An interesting phenomena of “shared responsibility” arises from the mass adoption of encryption: according to the “fish in the sea” metaphor (used in the sense of “one among many similar entities” in a wide space that can protect one another by mutual concealment), the more users opt for end-to-end encryption tools, the more secure it becomes for everyone to use these tools, but specifically for high-risk users, whose life and freedom depend on these tools. While mass adoption of distributed or peer-to-peer apps has a real technical correlation between number of users and privacy protection level (for example, Pond or Tor), for centralized apps (like Signal and WhatsApp), or for email encryption the consequences of mass adoption are often described from a “social” or economic standpoint, as in this interview with a male informational security trainer from Ukraine:
The more people use encryption, the more expensive it will be for the governments to read everything.

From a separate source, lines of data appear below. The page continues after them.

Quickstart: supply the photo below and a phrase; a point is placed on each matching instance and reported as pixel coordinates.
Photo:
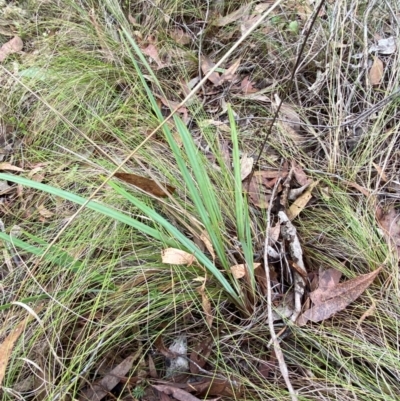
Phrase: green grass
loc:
(82, 96)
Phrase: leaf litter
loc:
(336, 297)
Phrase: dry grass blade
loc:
(99, 390)
(146, 184)
(184, 101)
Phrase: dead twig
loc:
(289, 233)
(274, 338)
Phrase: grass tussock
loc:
(84, 93)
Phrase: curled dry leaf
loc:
(337, 298)
(261, 186)
(180, 37)
(10, 167)
(12, 46)
(247, 86)
(146, 184)
(229, 74)
(239, 271)
(376, 72)
(173, 256)
(381, 172)
(289, 114)
(234, 16)
(99, 390)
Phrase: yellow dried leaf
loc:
(7, 346)
(173, 256)
(10, 167)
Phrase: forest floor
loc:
(199, 200)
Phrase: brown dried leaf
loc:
(173, 105)
(206, 304)
(173, 256)
(261, 185)
(44, 212)
(300, 175)
(340, 296)
(98, 391)
(328, 279)
(232, 17)
(152, 367)
(290, 116)
(268, 367)
(246, 166)
(10, 167)
(389, 221)
(229, 74)
(215, 386)
(146, 184)
(180, 37)
(199, 355)
(247, 86)
(12, 46)
(239, 271)
(177, 393)
(208, 244)
(376, 72)
(152, 52)
(7, 346)
(207, 65)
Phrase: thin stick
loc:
(286, 91)
(277, 348)
(182, 103)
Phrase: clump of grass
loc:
(103, 290)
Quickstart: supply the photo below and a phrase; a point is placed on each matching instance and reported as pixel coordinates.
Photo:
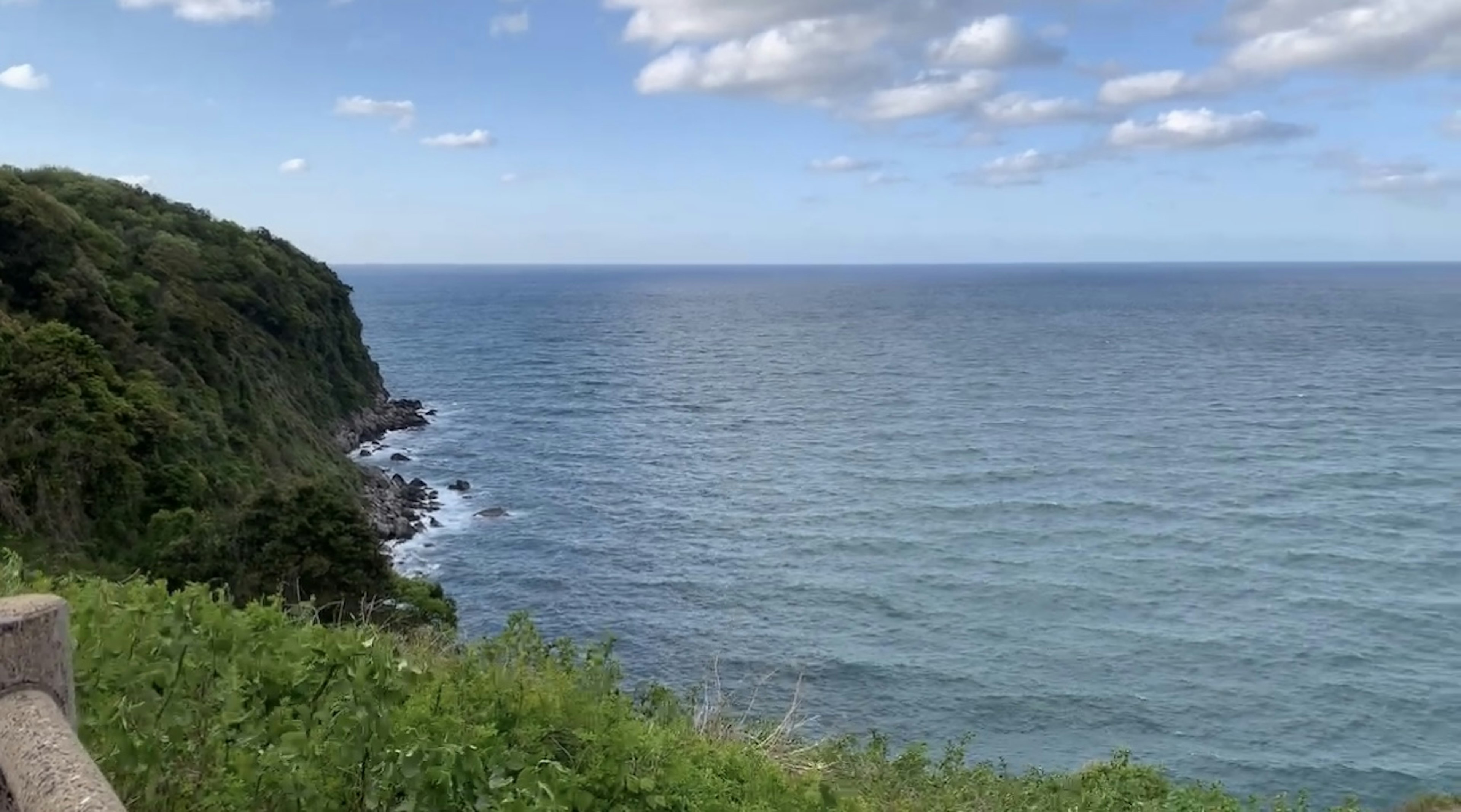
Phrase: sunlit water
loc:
(1207, 515)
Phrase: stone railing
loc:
(43, 764)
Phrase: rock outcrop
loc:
(372, 424)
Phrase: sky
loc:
(765, 130)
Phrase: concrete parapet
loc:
(43, 764)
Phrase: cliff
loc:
(176, 392)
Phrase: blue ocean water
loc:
(1210, 515)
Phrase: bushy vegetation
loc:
(170, 386)
(191, 703)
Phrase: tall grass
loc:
(191, 703)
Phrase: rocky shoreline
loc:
(396, 509)
(372, 424)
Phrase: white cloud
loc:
(995, 41)
(1409, 182)
(804, 60)
(1158, 85)
(1025, 168)
(402, 111)
(886, 179)
(461, 141)
(1025, 110)
(1197, 129)
(1388, 36)
(934, 94)
(843, 164)
(208, 11)
(24, 78)
(508, 25)
(819, 52)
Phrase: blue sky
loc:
(765, 130)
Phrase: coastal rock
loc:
(372, 424)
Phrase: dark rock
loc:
(370, 424)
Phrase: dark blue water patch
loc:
(1205, 513)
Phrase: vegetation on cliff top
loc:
(170, 386)
(191, 703)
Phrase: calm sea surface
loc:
(1210, 515)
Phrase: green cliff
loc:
(173, 396)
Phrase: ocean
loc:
(1210, 515)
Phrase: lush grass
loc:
(191, 703)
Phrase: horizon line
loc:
(1032, 264)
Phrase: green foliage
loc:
(191, 703)
(169, 392)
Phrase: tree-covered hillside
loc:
(170, 389)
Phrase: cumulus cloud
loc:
(804, 60)
(886, 179)
(461, 141)
(24, 78)
(1388, 36)
(1025, 110)
(1407, 182)
(665, 22)
(995, 41)
(208, 11)
(509, 25)
(402, 111)
(1025, 168)
(933, 94)
(1158, 85)
(814, 52)
(842, 164)
(1202, 129)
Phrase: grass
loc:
(191, 703)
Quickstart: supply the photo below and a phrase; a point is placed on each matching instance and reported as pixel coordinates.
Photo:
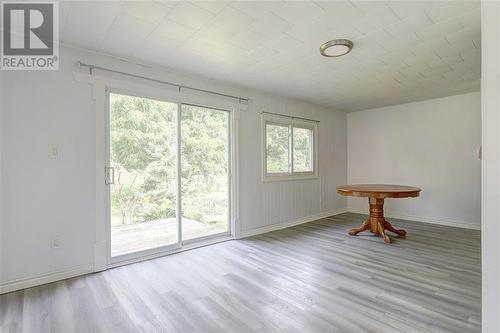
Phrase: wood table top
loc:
(379, 191)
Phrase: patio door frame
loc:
(102, 87)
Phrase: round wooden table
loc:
(376, 193)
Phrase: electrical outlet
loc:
(56, 243)
(54, 152)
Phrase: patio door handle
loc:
(109, 177)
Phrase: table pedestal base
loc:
(376, 222)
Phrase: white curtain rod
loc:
(180, 86)
(287, 116)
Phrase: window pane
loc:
(302, 150)
(143, 153)
(204, 171)
(277, 148)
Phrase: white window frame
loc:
(291, 123)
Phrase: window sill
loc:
(268, 179)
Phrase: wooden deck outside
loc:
(128, 238)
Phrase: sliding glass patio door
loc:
(205, 172)
(165, 158)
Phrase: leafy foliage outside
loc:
(277, 148)
(143, 151)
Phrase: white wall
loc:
(43, 198)
(490, 209)
(432, 144)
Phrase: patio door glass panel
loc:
(205, 171)
(143, 160)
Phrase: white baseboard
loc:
(287, 224)
(14, 285)
(446, 222)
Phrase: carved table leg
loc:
(376, 222)
(364, 226)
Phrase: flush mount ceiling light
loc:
(336, 48)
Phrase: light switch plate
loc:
(54, 152)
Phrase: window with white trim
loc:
(289, 149)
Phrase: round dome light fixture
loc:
(336, 48)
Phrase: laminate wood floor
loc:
(308, 278)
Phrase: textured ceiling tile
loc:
(408, 25)
(231, 20)
(442, 10)
(149, 12)
(439, 29)
(374, 20)
(132, 26)
(458, 36)
(212, 6)
(173, 31)
(212, 35)
(269, 25)
(190, 15)
(471, 18)
(294, 11)
(247, 39)
(409, 8)
(340, 11)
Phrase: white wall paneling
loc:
(490, 208)
(432, 144)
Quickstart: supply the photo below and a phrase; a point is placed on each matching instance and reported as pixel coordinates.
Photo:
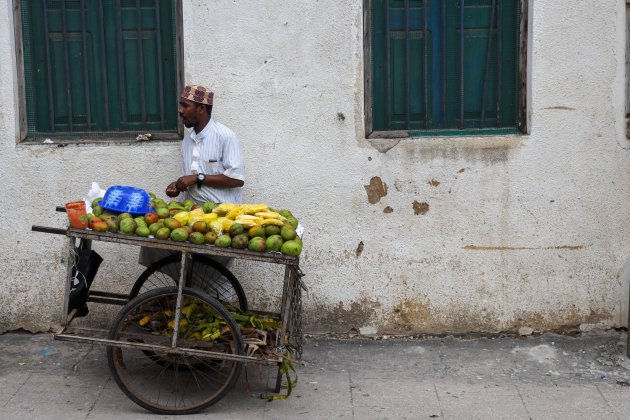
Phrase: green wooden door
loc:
(100, 66)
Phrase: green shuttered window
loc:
(99, 67)
(445, 66)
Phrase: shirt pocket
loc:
(212, 164)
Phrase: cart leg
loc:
(66, 288)
(287, 299)
(183, 274)
(278, 380)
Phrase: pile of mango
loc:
(241, 226)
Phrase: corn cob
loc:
(271, 215)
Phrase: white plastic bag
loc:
(95, 192)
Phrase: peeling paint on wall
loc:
(359, 249)
(517, 248)
(376, 190)
(420, 208)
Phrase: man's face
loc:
(189, 112)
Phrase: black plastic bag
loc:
(86, 264)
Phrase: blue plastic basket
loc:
(125, 199)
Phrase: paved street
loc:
(550, 376)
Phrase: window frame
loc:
(523, 124)
(90, 138)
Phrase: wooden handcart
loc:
(152, 361)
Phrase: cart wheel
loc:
(208, 275)
(180, 384)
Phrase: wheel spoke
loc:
(167, 382)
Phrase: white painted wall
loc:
(525, 230)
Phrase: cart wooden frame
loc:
(290, 309)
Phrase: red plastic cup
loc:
(77, 214)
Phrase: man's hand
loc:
(185, 181)
(172, 190)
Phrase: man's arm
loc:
(214, 181)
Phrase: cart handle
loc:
(46, 229)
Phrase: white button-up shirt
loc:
(215, 150)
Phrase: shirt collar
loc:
(197, 137)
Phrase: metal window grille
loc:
(100, 67)
(444, 64)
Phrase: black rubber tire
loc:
(192, 383)
(165, 272)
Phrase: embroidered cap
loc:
(199, 94)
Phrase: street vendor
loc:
(213, 168)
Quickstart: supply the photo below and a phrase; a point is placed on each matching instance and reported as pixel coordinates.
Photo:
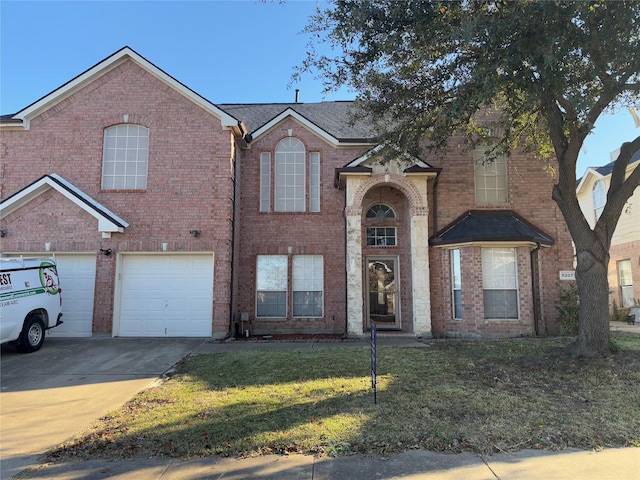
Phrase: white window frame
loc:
(498, 276)
(625, 280)
(491, 178)
(308, 286)
(456, 284)
(272, 284)
(314, 181)
(284, 180)
(599, 197)
(290, 176)
(381, 236)
(125, 157)
(265, 182)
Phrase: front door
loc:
(383, 306)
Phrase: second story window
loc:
(125, 157)
(490, 178)
(599, 199)
(382, 236)
(294, 174)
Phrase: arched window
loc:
(491, 179)
(291, 175)
(599, 198)
(125, 157)
(383, 236)
(381, 212)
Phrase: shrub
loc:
(568, 309)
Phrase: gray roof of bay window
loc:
(335, 118)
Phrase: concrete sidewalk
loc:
(614, 464)
(89, 372)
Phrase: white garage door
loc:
(77, 279)
(166, 296)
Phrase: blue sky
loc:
(240, 51)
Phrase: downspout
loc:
(435, 204)
(234, 182)
(535, 290)
(346, 264)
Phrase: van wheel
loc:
(32, 336)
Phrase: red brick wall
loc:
(625, 251)
(530, 187)
(272, 233)
(189, 179)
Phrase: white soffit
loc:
(107, 220)
(103, 67)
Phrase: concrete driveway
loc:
(50, 395)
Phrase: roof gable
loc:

It’s not about reaching 100% security… This simply does not exist! It’s about making them waste their time and money to decrypt our stuff and in the end they are reading something like “Let’s go eat pizza tonight…”
Even though the collaboration of Moxie Marlinspike, head developer of Signal, with WhatsApp and Facebook was subject to controversies and critiques in a number of tech-savvy FLOSS (Free Libre Open Source Software) circles, mass adoption of end-to-end encryption has had an important impact on Internet governance. A critical discourse bridging encryption and terrorism was also present in mass media and at important community gatherings such as the Internet Freedom Festival or RightsCon where sessions on regulation of encryption were held in 2017, bringing together representatives of the technical community and EU and international regulators.
After the introduction of strong cryptography in mainstream messaging applications, such as WhatsApp, the thesis of encryption as a human right, and a demand for equal access to encryption, have become more widespread. The most recent initiative has been a letter signed by sixty-five privacy-focused NGOs (including Privacy Now, EFF, and Article 19) and addressed to the UN on 19 September 2017, with a demand to decriminalize users of privacy-enhancing technologies and digital security trainers. Privacy and the right to conceal are presented as part of the freedom of opinion and expression:
Discussions of encryption and anonymity have all too often focused only on their potential use for criminal purposes in times of terrorism. But emergency situations do not relieve States of the obligation to ensure respect for international human rights law [...] General debate should highlight the protection that encryption and anonymity provide, especially to the groups most at risk of unlawful interferences.
Developers and information security trainers underlined the urgency to find a reliable solution to the metadata collection problem and stated that no current solution in the field of end-to-end encrypted instant messaging apps actually offers good metadata protection. Developers and trainers associated the leaking of metadata with centralization, as does Peter S., developer of secure messaging project Heml.is:
Metadata connects you weirdly with other people, and there’s more sense in the metadata than in the data itself for technological reasons [...]. No one from the messaging apps is trying to solve that. Instead they suggest to sync your address books so they know exactly who you’re talking to even though you trust them to somehow make it into hashes or whatever. That’s the issue we are not solving with the apps, we make it worse. We now have centralized servers that become honeypots, and it’s not about the data, it’s about the metadata.
Towards a Deconstruction of the Privacy-Security Dichotomy
When we first attempted to interpret the results from our fieldwork, our hypothesis was to distinguish high- and low-risk users who would have very distinct threat models. However, our fieldwork has shown the limits of this opposition, demonstrating the relativity of the traditional binary vision that opposes privacy and security: these two concerns, and related defensive practices, are in fact interpenetrating.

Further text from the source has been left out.